生徒に暴力をふるった同僚の教師が生徒の親に訴えられそうな問題を解決したり、教師からセクハラを受けてい女生徒の問題を解決したり・・・

数々の問題を解決していく蓮実ですが、学校の各所に盗聴器をしかけたり、モンスターペアレンツである生徒の保護者の家を放火したりとその解決方法は手段を選びません。

物語後半では犯罪行為が生徒に疑われて、色々と収拾がつかない事態になったため、文化祭の準備でクラス生徒が学校に泊まり込む夜に生徒全員を惨殺しようとします。

最終的には学校に閉じ込められた生徒の内、片桐怜花と夏越雄一郎の2人が自分たちが死んだように見せかけて蓮実の目をごまかし生還します。

また、殺戮が始まる前に屋上から投げ落として殺したはずの安原ミヤも運良く生き残っています。

蓮実はクラスメイト惨殺の罪を同僚の久米先生に着せようとしますが、生き残った片桐怜花と夏越雄一郎の2人の証言と、何よりAED録音機能に蓮実が犯人である決定的な発言が録音されていたため逮捕されます。

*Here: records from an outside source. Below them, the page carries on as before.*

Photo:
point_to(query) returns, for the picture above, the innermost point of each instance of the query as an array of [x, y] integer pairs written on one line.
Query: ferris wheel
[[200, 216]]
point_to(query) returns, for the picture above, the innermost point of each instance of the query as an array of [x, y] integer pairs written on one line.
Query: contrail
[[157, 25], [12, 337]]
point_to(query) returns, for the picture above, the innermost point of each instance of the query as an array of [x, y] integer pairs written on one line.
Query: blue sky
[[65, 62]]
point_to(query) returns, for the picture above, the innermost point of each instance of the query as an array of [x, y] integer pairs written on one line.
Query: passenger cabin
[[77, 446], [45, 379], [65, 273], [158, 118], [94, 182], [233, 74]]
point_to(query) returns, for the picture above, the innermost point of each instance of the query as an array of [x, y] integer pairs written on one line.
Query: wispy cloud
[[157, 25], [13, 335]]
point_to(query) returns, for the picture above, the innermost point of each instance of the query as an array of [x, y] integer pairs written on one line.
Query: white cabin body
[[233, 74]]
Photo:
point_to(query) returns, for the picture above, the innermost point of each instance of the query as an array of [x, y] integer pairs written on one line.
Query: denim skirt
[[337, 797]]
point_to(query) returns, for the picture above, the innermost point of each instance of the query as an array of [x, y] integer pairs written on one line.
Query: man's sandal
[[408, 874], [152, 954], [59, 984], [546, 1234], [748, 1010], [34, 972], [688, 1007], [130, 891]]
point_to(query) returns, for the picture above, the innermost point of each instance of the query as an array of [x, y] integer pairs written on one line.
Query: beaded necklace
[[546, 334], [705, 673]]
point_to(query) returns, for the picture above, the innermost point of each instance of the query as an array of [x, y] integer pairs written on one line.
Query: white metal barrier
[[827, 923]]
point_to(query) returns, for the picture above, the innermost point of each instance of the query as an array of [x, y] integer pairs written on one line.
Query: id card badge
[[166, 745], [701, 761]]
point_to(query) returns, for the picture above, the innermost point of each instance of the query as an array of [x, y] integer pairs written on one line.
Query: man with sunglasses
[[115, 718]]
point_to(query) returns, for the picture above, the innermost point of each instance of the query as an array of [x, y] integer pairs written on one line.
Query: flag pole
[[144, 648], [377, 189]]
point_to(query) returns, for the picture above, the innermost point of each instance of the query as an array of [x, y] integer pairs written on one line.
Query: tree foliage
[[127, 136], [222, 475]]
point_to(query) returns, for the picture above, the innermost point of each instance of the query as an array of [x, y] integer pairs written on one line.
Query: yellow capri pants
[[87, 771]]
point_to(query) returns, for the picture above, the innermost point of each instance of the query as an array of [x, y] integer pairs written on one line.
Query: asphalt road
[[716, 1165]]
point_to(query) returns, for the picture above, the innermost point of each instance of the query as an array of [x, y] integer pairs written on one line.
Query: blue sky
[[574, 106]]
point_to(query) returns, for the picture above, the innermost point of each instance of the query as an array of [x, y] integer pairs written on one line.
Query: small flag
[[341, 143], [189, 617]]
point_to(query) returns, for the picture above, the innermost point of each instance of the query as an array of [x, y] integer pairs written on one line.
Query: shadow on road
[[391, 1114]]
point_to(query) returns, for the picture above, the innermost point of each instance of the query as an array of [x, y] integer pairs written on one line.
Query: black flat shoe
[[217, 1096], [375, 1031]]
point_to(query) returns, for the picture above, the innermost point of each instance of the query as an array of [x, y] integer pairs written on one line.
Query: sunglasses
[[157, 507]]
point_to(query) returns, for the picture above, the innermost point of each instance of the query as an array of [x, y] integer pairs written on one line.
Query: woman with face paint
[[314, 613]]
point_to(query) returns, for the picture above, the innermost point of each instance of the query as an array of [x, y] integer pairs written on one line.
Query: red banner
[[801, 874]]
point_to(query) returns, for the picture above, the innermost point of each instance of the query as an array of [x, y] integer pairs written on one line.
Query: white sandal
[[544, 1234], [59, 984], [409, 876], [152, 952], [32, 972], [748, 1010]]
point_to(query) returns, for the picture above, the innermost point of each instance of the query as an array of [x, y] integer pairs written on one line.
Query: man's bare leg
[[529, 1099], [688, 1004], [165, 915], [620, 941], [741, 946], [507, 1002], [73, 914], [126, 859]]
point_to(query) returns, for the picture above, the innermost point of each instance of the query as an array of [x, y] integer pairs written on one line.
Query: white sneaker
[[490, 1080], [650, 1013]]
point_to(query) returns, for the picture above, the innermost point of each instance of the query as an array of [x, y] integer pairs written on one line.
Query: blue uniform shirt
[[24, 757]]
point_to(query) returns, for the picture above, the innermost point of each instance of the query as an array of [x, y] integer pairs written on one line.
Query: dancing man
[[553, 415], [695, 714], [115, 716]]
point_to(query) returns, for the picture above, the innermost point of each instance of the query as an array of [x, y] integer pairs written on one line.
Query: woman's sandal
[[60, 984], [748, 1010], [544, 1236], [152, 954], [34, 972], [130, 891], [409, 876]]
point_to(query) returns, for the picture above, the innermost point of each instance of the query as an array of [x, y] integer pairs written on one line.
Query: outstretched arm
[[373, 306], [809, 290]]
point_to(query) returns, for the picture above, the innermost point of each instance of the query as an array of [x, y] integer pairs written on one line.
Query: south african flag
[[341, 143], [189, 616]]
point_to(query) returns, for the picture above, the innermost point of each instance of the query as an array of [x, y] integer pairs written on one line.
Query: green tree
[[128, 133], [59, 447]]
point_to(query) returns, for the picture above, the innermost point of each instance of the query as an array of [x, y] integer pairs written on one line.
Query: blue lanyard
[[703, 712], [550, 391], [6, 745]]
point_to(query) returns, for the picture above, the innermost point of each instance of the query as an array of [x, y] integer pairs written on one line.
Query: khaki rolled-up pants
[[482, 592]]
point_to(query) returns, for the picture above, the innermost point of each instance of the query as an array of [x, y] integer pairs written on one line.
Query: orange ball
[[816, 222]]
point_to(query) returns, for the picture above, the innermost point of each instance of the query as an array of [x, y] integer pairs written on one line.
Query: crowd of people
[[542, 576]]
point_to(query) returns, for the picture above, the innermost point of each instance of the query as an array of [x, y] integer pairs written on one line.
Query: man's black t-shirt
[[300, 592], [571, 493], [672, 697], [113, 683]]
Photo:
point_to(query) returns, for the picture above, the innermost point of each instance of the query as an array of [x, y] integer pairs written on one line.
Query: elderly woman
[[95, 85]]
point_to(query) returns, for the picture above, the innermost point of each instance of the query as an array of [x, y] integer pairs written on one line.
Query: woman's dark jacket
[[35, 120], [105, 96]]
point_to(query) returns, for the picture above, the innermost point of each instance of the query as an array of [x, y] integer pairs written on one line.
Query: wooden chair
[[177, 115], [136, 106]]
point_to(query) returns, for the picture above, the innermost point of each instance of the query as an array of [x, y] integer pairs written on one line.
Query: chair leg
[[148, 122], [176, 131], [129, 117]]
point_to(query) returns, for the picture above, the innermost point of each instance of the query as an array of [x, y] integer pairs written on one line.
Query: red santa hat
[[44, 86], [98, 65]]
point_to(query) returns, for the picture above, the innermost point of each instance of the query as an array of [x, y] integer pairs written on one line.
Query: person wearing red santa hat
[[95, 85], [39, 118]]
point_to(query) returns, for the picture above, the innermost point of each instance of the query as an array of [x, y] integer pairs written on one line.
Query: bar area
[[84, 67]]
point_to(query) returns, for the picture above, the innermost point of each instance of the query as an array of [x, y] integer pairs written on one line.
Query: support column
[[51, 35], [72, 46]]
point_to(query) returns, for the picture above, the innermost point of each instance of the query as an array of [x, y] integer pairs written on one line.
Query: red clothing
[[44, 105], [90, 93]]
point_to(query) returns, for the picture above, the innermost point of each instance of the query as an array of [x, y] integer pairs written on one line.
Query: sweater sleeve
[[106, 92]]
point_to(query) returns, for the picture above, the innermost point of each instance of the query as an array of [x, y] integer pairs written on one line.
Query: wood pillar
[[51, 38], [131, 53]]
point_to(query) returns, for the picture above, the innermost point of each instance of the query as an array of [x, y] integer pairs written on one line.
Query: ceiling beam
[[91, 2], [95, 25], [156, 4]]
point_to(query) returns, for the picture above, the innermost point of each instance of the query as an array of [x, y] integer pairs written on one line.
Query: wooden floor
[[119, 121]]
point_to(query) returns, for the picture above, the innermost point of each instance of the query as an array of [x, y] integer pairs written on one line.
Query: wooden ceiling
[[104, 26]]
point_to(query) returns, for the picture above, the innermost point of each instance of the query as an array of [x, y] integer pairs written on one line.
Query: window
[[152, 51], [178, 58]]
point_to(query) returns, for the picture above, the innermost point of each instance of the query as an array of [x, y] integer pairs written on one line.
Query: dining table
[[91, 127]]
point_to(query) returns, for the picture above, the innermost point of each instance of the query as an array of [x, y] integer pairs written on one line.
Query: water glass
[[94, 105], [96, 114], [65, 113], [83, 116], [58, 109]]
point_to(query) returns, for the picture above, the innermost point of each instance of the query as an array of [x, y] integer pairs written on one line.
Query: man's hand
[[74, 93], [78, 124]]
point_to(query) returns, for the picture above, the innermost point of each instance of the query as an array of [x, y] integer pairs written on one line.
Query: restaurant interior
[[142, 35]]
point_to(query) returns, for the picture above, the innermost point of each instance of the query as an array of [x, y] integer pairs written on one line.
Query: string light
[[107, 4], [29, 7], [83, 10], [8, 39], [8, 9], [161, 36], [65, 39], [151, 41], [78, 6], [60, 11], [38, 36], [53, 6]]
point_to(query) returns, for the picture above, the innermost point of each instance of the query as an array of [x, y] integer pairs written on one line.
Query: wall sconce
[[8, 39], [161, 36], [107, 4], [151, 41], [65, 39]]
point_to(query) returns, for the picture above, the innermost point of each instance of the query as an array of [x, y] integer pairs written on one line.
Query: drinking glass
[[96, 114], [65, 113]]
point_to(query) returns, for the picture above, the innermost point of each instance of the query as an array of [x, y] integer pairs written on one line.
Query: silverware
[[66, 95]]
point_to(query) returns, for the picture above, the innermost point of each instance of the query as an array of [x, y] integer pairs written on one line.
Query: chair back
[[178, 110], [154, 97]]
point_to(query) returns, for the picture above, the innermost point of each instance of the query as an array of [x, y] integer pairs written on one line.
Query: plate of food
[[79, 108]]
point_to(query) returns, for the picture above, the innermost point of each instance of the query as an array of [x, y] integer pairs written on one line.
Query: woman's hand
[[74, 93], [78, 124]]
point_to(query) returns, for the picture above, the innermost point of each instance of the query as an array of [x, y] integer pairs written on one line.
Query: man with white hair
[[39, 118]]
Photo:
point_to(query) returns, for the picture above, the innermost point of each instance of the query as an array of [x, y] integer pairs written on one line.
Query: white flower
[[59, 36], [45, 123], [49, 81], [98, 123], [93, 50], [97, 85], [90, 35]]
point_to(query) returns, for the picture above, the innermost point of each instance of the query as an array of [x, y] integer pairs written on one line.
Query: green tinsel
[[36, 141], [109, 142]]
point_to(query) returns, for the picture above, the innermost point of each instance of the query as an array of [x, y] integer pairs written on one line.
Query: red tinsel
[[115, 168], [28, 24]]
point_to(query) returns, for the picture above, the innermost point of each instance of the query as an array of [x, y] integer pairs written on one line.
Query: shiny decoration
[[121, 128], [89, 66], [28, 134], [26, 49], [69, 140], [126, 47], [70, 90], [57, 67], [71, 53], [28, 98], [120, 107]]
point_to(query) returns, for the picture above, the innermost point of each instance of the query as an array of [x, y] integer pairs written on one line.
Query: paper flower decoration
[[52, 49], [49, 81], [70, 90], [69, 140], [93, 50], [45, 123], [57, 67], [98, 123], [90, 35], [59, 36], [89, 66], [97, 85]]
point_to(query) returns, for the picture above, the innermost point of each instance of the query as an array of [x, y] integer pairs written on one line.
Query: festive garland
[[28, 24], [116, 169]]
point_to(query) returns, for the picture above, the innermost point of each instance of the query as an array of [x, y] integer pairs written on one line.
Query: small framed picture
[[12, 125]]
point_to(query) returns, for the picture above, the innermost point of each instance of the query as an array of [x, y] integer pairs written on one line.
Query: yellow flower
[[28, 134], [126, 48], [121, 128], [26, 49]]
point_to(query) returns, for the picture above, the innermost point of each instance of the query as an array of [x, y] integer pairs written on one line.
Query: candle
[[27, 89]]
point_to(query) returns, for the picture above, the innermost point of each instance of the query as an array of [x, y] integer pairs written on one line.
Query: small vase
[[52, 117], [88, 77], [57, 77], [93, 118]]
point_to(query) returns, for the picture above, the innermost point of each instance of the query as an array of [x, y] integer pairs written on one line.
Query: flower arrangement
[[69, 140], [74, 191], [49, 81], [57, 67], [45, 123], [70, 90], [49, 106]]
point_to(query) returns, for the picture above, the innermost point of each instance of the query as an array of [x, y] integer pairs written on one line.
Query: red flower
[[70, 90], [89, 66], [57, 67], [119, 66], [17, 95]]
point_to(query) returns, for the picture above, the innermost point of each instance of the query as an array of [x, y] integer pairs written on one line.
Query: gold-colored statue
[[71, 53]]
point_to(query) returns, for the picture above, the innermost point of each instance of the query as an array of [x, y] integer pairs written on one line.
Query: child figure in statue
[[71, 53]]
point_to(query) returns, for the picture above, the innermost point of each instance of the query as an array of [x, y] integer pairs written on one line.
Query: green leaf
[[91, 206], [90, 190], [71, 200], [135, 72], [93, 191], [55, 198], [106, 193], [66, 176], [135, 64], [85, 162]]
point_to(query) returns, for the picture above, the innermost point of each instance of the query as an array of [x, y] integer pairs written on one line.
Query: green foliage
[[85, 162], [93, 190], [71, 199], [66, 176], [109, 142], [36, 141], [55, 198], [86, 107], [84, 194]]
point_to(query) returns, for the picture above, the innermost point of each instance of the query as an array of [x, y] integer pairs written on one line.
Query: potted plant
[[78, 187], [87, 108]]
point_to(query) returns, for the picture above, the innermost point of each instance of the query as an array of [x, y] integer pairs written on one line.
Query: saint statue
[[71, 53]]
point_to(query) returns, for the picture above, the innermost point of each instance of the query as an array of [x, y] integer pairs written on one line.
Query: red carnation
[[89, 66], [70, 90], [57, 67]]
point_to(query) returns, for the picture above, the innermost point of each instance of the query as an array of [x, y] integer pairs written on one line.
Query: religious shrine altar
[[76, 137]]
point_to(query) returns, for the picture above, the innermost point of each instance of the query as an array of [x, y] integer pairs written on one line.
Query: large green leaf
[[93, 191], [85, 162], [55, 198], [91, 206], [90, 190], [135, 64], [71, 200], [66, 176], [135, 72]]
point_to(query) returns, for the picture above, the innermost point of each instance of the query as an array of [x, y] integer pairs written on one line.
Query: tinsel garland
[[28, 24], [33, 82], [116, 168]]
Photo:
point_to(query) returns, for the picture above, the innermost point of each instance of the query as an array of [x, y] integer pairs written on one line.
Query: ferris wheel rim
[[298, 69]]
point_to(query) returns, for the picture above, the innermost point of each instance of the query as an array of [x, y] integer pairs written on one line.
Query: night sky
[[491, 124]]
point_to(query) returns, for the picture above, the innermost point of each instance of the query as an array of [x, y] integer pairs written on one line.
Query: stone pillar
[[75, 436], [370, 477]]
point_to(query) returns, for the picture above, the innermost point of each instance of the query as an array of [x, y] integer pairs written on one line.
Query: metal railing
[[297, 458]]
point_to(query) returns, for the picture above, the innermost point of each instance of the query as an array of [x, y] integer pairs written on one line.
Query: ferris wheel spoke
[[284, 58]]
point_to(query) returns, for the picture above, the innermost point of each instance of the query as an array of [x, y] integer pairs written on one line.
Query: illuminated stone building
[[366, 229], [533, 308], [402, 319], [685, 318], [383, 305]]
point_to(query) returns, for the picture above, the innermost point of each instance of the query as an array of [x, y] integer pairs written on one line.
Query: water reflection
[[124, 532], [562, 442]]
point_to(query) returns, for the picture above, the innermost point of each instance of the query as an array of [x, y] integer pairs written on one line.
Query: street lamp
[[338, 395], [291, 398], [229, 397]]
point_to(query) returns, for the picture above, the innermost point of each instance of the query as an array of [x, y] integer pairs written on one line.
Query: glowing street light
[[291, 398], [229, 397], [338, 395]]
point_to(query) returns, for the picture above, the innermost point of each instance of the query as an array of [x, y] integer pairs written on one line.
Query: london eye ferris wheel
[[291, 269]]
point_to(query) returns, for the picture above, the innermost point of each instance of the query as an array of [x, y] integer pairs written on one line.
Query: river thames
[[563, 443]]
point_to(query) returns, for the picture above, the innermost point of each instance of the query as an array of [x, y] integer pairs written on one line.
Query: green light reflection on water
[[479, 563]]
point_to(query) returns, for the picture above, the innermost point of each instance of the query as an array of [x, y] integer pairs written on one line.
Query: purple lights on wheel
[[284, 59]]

蓮実は逮捕された瞬間から自らが精神障害者であるかのような発言をし責任能力がないように見せかけて裁判で無罪を勝ち取るため、次の勝負に出るのでした。

蓮実の考えはとても論理的です。

自分にとって困った問題が起きたから自身の能力で解決するというだけです。

ただし普通の人と違うのはその解決手段に犯罪行為も含まれるということだけです。

蓮実が普通の人と自身の違いを述べているセリフが下記です。

かりに、殺人が一番明快な解決法だとわかっていたとしても、ふつうの人間は躊躇する。もし警察に発覚したらとか、どうしても恐怖が先に立つんだ。しかし俺はそうじゃない。X-sportsの愛好家と同じで、やれると確信さえできれば、最後までやりきることができるんだよ。X-sportsと同様、途中でためらるとかえって危険だけど、思い切って突っ走れば、案外走り切れるものなんだ。・・・どうだろう。こんな説明でわかってくれたかな?

出典:悪の教典 下(貴志祐介)53P 文春文庫

常識では考えられない蓮実の行動ですが、なぜか読んでいると蓮実が最後までやり遂げることを応援してしまいます。

普通の人がブレーキを踏むところで行けると思ったら迷いなくアクセルを踏み込める蓮実に魅力を感じてしまうのです。

読み始めると一気に読んでしまう面白さの小説ですのでまとまった時間があるときにぜひ読んで下さい。